Everything about this logline works until you get to the word, “from.” “…from their biggest threat yet, themselves.” The best way to describe that ending is that it doesn’t clarify what the movie is about. And what did we just talk about yesterday? Making sure the concept is clear!

Now, after reading the script, the logline does, in fact, make sense. But that’s the problem. It only makes sense AFTER you’ve read it. The point of a logline is to tell us what the script is about BEFORE we read it.

In this case, “themselves” refers to our protagonists’ doppelgangers, who travel through a rift and try to kill our heroes. So, we need to clarify that in the logline. Therefore, the logline should look more like this:

A team of Victorian monster hunters must battle a group of doppelgangers who invade our planet on a mission to destroy our universe.
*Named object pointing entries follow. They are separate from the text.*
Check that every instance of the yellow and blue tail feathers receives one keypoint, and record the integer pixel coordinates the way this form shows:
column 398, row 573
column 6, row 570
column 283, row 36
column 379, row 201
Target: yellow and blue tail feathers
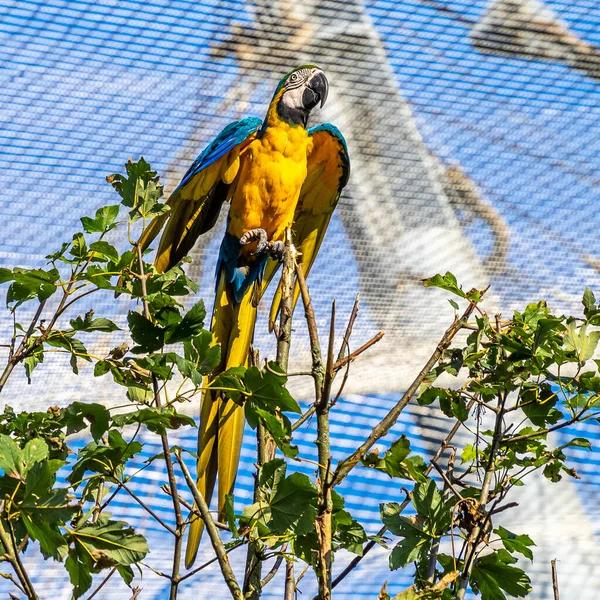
column 222, row 420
Now, the question is: Is that premise any good? That’s something I’ll answer after the plot summary. But the point is, that’s the real premise you’re working with, so you have to be honest about it and include it in the logline. You can’t be coy.

England. 1850. It’s the Victorian era. Reason to be optimistic. Except for the monsters that keep popping up through inter-dimensional portholes threatening to kill everyone. If only there was someone to combat these monsters.

That’s where our team comes in. There’s the gorgeous Baroness Whitetower, our de facto leader, the monster-fighter on the rise, Victoria, and finally the always serious, Gunner, who doesn’t get rattled no matter how big the monsters get.

These guys can easily take out a 150 foot caterpillar in a couple of hours. But here’s where things get tricky. They don’t want to kill these monsters. They want to send them back where they came from. This requires a complicated method of creating a rift in the space-time continuum and pushing them back through that rift so they can go back to their parallel world of origin.

All of this is going gorgeously until the police arrest the Baroness for all the destruction she’s caused around town (they have no idea what this destruction was in service to, of course). That’s followed by a new rift opening and – get this – the EVIL REPLICA versions of our monster killing crew arriving.

These folks aren’t nearly as friendly, and inform us that they’re here to destroy our universe because if they don’t, the universes will start collapsing in on each other.

The doppelgängers bring with them many rifts from many different universes, all spewing about fresh monsters of every conceivable disposition, making our crew’s mission of taking out their doubles all the harder. Will they do it? Or is our universe doomed for collapse?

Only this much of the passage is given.